Two copies of HLA-DRB1*15:01 — highest genetic MS risk
The gene-dose effect here is well established: homozygous DRB1*15:01 individuals show the strongest autoimmune priming against myelin. Beyond the quantity of risk-allele protein, the DRB1*15:01 VDRE (vitamin D response element) means that every episode of vitamin D insufficiency may transiently upregulate this already-elevated expression. The interaction with EBV is especially relevant: homozygous carriers have more DRB1*15:01 co-receptors available for EBV entry into B cells, potentially sustaining higher EBV loads and more robust EBNA-1 antibody responses — the exact combination associated with 24-fold MS risk elevation.
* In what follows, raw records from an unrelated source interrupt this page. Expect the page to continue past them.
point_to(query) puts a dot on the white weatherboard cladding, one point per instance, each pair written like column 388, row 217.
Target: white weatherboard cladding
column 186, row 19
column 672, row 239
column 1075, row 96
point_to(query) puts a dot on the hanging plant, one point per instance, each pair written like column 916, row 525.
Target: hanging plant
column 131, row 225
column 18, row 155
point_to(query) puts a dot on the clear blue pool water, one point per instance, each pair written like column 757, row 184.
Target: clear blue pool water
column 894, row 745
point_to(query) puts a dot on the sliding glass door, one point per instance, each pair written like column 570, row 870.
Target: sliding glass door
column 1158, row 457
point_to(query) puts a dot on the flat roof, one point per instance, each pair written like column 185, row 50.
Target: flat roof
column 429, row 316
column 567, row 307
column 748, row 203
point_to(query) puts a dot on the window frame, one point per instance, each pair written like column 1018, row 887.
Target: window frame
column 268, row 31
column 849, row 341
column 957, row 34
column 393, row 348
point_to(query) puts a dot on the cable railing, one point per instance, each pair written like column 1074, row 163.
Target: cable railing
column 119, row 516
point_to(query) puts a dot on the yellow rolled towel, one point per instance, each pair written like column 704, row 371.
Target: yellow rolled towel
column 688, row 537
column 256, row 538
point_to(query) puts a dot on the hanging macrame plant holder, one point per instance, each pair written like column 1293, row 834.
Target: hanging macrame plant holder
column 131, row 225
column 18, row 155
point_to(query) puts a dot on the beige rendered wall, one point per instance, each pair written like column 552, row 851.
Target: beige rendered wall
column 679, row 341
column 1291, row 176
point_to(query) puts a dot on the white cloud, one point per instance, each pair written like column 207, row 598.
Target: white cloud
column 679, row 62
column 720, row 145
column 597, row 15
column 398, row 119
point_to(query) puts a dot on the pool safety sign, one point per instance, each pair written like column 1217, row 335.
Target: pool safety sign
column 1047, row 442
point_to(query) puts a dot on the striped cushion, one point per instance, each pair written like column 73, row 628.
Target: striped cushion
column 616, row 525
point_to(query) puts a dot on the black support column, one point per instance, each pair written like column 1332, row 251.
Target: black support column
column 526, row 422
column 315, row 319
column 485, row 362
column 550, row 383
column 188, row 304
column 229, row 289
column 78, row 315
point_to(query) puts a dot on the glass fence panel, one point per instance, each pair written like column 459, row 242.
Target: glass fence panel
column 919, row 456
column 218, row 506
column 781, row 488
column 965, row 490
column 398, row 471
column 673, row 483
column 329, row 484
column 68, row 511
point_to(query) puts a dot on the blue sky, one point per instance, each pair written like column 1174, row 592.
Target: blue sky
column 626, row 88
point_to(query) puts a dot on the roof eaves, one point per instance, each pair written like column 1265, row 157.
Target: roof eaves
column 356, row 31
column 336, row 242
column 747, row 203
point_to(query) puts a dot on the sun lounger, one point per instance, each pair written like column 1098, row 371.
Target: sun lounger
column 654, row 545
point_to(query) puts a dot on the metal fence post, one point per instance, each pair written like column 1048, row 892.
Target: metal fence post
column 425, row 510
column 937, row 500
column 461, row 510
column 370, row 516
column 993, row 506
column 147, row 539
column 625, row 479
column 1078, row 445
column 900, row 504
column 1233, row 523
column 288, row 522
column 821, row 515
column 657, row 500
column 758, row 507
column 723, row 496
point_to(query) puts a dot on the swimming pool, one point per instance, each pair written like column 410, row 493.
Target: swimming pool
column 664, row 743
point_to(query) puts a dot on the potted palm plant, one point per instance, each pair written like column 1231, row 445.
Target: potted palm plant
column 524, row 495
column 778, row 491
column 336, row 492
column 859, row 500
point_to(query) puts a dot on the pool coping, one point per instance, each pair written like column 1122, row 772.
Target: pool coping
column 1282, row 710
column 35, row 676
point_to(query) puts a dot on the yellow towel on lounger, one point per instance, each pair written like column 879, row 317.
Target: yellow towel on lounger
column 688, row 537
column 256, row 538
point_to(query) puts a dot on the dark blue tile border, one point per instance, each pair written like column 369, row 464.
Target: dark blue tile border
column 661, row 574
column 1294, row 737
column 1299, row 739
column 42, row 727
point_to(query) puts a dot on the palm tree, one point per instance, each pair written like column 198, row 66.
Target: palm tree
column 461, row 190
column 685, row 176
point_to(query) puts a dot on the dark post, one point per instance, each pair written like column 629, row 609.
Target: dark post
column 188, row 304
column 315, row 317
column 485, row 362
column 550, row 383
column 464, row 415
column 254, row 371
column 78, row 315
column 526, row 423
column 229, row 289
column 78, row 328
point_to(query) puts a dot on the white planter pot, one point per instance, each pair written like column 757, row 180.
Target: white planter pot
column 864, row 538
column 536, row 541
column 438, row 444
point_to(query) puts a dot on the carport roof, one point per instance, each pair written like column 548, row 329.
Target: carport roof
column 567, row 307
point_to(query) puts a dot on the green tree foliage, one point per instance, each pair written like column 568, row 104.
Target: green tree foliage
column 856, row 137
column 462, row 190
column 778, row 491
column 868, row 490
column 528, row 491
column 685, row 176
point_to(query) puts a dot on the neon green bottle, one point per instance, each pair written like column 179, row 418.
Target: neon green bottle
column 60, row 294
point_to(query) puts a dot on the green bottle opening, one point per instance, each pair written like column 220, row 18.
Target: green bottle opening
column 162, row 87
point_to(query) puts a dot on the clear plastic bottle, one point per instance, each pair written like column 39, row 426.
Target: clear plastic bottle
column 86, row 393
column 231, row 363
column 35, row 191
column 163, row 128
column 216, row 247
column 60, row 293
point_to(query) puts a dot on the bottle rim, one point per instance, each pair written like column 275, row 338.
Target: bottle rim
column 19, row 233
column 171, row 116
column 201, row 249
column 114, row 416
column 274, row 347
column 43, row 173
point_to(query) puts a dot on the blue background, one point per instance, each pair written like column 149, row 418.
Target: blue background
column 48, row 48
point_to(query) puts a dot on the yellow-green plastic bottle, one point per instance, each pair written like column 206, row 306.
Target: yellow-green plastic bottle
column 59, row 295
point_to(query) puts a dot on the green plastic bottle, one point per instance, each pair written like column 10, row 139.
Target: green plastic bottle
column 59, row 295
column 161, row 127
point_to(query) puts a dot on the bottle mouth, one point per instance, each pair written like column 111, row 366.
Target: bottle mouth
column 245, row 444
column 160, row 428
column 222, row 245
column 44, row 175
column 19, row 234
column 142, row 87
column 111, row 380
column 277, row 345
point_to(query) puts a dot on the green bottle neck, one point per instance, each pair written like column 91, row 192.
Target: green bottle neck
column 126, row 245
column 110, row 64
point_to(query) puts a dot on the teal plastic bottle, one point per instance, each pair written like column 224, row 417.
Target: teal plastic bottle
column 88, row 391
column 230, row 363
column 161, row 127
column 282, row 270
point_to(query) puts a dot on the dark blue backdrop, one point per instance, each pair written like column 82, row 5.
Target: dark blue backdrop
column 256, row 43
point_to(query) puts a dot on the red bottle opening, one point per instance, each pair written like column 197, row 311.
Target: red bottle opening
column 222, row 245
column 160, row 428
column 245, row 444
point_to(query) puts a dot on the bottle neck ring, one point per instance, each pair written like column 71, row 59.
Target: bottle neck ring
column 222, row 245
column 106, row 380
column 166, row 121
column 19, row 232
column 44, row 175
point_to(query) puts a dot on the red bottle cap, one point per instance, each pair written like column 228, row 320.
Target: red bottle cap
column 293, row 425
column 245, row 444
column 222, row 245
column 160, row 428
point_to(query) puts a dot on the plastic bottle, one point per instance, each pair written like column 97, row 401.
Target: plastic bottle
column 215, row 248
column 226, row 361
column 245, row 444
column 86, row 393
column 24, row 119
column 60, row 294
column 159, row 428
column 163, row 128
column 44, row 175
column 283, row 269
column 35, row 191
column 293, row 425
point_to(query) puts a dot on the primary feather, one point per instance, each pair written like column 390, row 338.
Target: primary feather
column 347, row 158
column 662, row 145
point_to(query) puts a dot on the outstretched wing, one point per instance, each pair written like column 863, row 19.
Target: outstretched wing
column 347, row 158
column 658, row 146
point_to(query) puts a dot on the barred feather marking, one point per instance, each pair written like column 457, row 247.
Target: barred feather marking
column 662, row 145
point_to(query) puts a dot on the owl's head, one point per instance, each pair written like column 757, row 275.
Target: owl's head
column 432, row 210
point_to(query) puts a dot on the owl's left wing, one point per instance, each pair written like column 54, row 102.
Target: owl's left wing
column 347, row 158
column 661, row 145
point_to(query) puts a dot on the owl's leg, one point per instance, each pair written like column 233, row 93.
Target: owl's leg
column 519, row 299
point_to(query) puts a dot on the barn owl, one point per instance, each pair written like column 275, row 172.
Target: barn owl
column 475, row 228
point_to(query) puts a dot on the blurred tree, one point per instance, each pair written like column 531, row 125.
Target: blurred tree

Women with this genotype face particularly elevated risk given the female sex bias in MS (3:1 F:M ratio) and evidence that the rs3135388 association is stronger in female cohorts. That said, even with this genotype, most individuals will not develop MS; environmental exposures, gut microbiome, and other genetic modifiers all contribute.
Key References
NEJM 2007 MS GWAS — rs3135388 at HLA-DRA locus shows strongest association (P=8.94E-81, OR 1.99) among 334,923 SNPs in 931 family trios
Establishes rs3135388 as tag SNP for DRB1*1501 with 96.4% sensitivity and 99% specificity; heterozygotes OR 2.09, homozygotes OR 4.37 for MS risk
Czech cohort confirms rs3135388 AA/GA genotypes associated with MS (OR=4.27); effect strongest in females (OR=5.11)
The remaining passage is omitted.